Der Leiter des Instituts der Rechtsmedizin der Berliner Charité, Michael Tsokos verweist in einem Interview mit der Badischen Zeitung darauf, dass es für die Bewertung von Problemfällen an einer hinreichenden Ausbildung der Fachkräfte der Jugendämter fehle.

Täter täuschen gutgläubige Behördenmitarbeiter

Speziell im Fall Lenzkirch hätten sich die Familie und insbesondere der Stiefvater gegenüber den Ämtern äußerlich immer kooperativ und den Vorschlägen des Jugendamtes für Therapie und sonstige Maßnahmen aufgeschlossen gezeigt. Bei der Einschätzung der Situation habe das Jugendamt offensichtlich den Umstand verkannt, dass gerade im Fall von Kindesmisshandlungen die Täter häufig hochmanipulativ agierten und in der Lage seien, ihre destruktiven Persönlichkeitsanteile hinter einer vorgetäuschten Fassade zu verbergen. Dies sei nur für besonders geschultes Personal durchschaubar.

Klare Warnsignale mehrfach missachtet

Trotz der gut gemeinten Kooperationsversuche des Jugendamtes mit der „Täterfamilie“ bleibt festzuhalten, dass das Jugendamt objektive Warnsignale und die klare Aussage der Universitätsklinik von Juli 2014, wonach eine Rückkehr des Jungen in die Familie nicht zu verantworten sei, missachtet und den Jungen trotz dieser objektiven Befunde immer wieder der Obhut seines Peinigers übergeben hat.

Hierbei soll nicht verkannt werden, dass die Rechtslage in diesen Fällen nicht ganz einfach ist. Die Vorgehensweise des Lenzkircher Jugendamtes entsprach durchaus den Vorgaben des BVerfG, wonach die Herausnahme eines Kindes aus der Familie grundsätzlich die Ultima Ratio staatlicher Eingriffe in den Familienverbund darstellt (BVerfG, Beschluss v. 19.11.2014, 1 BvR 1178/14) und nur zulässig ist, wenn mildere Eingriffsmittel wie öffentliche Erziehungs- und sonstige Familienhilfen nicht erfolgversprechend bzw. ausgeschöpft sind (BVerfG, Beschluss v. 24.3.2020, 1 BvR 160/14).

Die geltende Rechtslage ist unbefriedigend

Viele Familienrechtler beklagen, dass infolge der verfassungsgerichtlichen Rechtsprechung das Recht der Eltern in der behördlichen Praxis häufig über die Interessen des Kindes gestellt würde.

Sie fordern ein einheitliches Kinderschutzgesetz, das im Fall des Vorliegens von tatsächlichen Anhaltspunkten für eine Kindeswohlgefährdung den Schutz des Kindes über das Elternrecht stellt und ein schnelleres Handeln der Jugendämter ermöglicht. Für die Jugendämter selbst wird ein Regelwerk gefordert, das objektivierte Maßstäbe für die Bewertung von Kindeswohlgefährdungen aufstellt und so den Jugendämtern eine in der Praxis handbare Bewertungsrichtlinie an die Hand gibt.

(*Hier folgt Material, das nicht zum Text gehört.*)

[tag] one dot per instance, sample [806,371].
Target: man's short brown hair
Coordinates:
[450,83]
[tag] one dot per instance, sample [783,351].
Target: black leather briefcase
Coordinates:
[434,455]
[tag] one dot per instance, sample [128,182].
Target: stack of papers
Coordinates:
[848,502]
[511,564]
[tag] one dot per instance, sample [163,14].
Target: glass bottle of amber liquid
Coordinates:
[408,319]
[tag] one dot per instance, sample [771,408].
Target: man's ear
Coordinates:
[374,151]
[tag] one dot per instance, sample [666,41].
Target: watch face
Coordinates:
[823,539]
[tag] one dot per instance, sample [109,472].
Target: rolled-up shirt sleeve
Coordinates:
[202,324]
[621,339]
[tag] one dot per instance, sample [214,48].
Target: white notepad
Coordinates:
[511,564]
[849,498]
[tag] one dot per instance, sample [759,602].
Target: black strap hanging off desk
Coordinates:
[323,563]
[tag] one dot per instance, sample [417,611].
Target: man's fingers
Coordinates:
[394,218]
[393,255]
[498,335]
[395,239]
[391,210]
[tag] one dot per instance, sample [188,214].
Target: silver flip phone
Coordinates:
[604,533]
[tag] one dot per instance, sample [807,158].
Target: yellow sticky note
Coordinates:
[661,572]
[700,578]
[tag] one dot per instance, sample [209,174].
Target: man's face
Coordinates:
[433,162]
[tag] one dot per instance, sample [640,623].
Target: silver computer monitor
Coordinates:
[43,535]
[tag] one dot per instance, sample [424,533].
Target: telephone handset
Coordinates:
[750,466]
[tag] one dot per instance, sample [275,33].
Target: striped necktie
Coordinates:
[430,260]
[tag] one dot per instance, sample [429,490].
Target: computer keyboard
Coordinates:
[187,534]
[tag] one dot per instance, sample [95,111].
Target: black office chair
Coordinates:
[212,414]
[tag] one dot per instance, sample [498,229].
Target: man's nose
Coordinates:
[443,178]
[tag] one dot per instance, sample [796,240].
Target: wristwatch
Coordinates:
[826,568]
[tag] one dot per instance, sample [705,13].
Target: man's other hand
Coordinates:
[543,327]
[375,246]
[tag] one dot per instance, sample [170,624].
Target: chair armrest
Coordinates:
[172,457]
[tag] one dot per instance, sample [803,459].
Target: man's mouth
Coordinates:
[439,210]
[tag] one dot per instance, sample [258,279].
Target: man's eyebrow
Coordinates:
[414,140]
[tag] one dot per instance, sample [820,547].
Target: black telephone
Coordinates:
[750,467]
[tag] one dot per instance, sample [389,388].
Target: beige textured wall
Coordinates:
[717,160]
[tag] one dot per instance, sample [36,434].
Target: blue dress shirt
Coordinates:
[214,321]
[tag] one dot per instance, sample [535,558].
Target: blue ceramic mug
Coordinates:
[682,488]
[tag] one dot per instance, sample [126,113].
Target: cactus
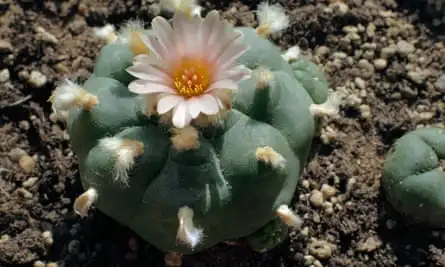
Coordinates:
[184,189]
[413,178]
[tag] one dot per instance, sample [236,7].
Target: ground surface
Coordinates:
[385,99]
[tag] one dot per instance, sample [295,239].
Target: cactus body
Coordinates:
[231,192]
[413,180]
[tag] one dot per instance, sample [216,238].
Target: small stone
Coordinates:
[77,27]
[24,193]
[37,79]
[4,75]
[380,63]
[418,77]
[46,36]
[322,51]
[388,51]
[30,182]
[360,83]
[320,249]
[404,48]
[440,83]
[39,264]
[316,198]
[74,247]
[390,224]
[371,244]
[5,46]
[27,163]
[16,153]
[328,191]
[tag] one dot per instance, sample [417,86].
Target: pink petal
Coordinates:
[181,116]
[223,84]
[147,87]
[164,32]
[168,102]
[149,73]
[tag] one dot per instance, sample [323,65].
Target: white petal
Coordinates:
[208,104]
[181,116]
[147,87]
[194,107]
[168,102]
[223,84]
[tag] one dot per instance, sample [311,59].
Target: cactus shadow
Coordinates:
[419,11]
[409,242]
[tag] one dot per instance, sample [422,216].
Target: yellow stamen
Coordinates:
[191,77]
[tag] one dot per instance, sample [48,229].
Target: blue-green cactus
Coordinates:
[413,178]
[238,181]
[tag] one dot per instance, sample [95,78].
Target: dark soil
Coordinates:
[382,103]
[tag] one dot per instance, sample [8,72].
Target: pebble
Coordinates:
[5,46]
[4,75]
[27,163]
[328,191]
[418,77]
[360,83]
[316,198]
[320,249]
[322,51]
[404,48]
[46,36]
[388,51]
[380,63]
[24,193]
[440,83]
[48,238]
[74,247]
[371,244]
[37,79]
[77,27]
[365,111]
[39,264]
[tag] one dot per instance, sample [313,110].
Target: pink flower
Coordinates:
[192,68]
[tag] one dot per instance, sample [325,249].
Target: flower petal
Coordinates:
[194,107]
[208,104]
[223,84]
[166,103]
[181,116]
[148,87]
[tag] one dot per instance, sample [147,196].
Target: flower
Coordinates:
[192,68]
[272,19]
[189,7]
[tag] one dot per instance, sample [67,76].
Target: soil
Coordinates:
[43,42]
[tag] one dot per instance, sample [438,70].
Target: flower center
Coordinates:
[191,77]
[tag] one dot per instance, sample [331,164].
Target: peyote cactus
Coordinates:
[413,178]
[187,181]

Hier hätte sie aber zum Handeln gereicht

Wenn - wie im Fall Lenzkirch – Ärzte mehrfach verdächtige Verletzungen eines Kindes feststellen, ausdrücklich vor der Rückkehr eines Kindes in die Familie warnen und dann noch zur Ultima Ratio greifen, indem sie selbst Strafanzeige wegen der Verletzung des Kindes erstatten, dann müssten allerdings auch nach der derzeitigen Rechtslage bei dem zuständigen Jugendamt sämtliche Warnsysteme gleichzeitig anspringen.

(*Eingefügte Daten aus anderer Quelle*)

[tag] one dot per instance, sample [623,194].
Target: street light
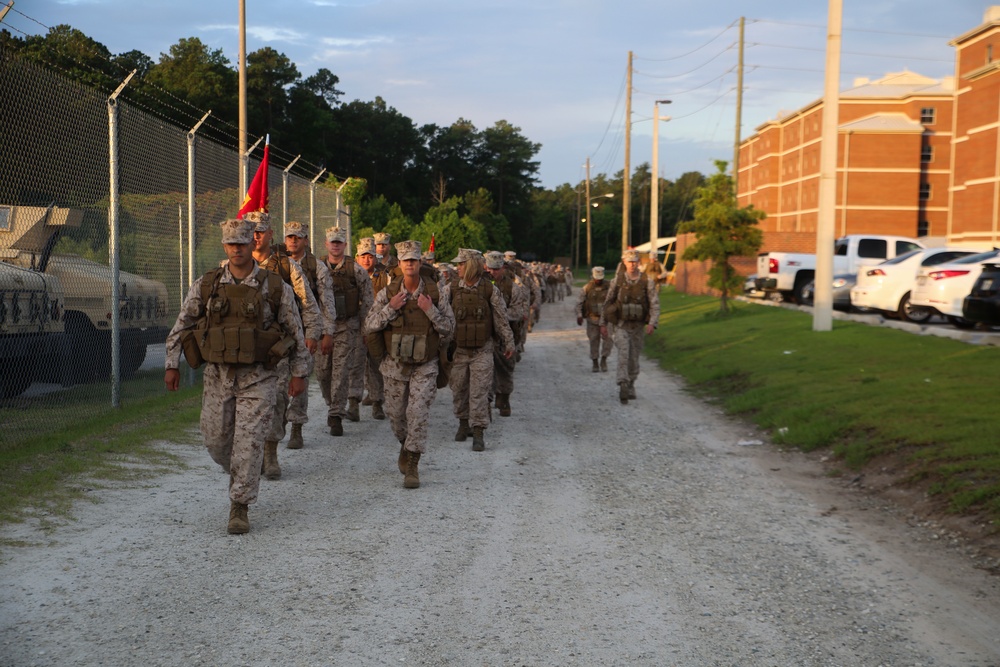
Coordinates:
[592,201]
[654,197]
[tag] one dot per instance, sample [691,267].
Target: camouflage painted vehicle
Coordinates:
[72,344]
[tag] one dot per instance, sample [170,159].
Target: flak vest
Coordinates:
[632,299]
[230,329]
[473,313]
[346,293]
[410,337]
[593,302]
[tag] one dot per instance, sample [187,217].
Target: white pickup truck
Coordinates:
[788,272]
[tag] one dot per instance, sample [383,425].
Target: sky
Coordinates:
[556,69]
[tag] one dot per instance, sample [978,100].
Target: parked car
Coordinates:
[983,303]
[842,285]
[943,288]
[887,287]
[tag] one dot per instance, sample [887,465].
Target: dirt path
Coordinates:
[588,533]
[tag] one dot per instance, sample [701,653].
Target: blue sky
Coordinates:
[554,68]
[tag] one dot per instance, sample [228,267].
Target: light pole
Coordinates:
[654,196]
[592,202]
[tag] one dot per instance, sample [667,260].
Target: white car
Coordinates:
[943,288]
[886,287]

Angesichts dieser Bedrohungslage ein Kind immer wieder in die Obhut des Peiniger zurückzugeben, zeugt von hoher Ignoranz und ist für niemanden mehr verständlich. Dies gilt in gleichem Maße für die nachträgliche Selbsteinschätzung, alles richtig gemacht zu haben.

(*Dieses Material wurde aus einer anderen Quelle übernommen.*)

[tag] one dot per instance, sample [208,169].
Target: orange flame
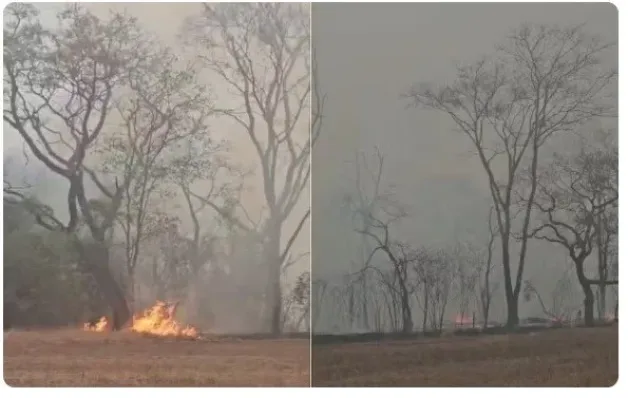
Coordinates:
[101,326]
[159,321]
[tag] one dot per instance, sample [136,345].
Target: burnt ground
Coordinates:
[77,358]
[558,357]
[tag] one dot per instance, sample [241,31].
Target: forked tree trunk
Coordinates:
[588,305]
[273,288]
[95,258]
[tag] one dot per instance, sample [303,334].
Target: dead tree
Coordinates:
[261,52]
[543,82]
[573,192]
[61,88]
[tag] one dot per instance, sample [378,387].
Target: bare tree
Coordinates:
[487,286]
[66,89]
[374,213]
[545,81]
[261,51]
[559,310]
[573,192]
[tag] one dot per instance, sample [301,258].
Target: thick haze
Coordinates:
[367,56]
[165,20]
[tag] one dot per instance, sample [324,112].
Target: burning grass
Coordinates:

Gutachter bescheinigte dem Jugendamt schwere Versäumnisse

Der vom Landkreis beauftragte Gutachter bescheinigte dem Jugendamt Anfang 2016 dem Jugendamt schwere Versäumnisse. Der Kreis kündigt an, Jugendhilfe und Kinderschutz sowie die Arbeit der Behörde zu verbessern. Letztlich musste der für Alessio zuständige Sachbearbeiter im Jugendamt Aufgrund eines Strafbefehls wegen fahrlässiger Tötung durch Unterlassen eine Geldstrafe in Höhe von drei Nettomonatsgehältern zahlen und wurde in einen anderen Bereich versetzt. Verantwortliche des Jugendamtes und des zuständigen Landratsamtes, gegen die insgesamt 13 Strafanzeigen gestellt wurden, gingen straffrei aus.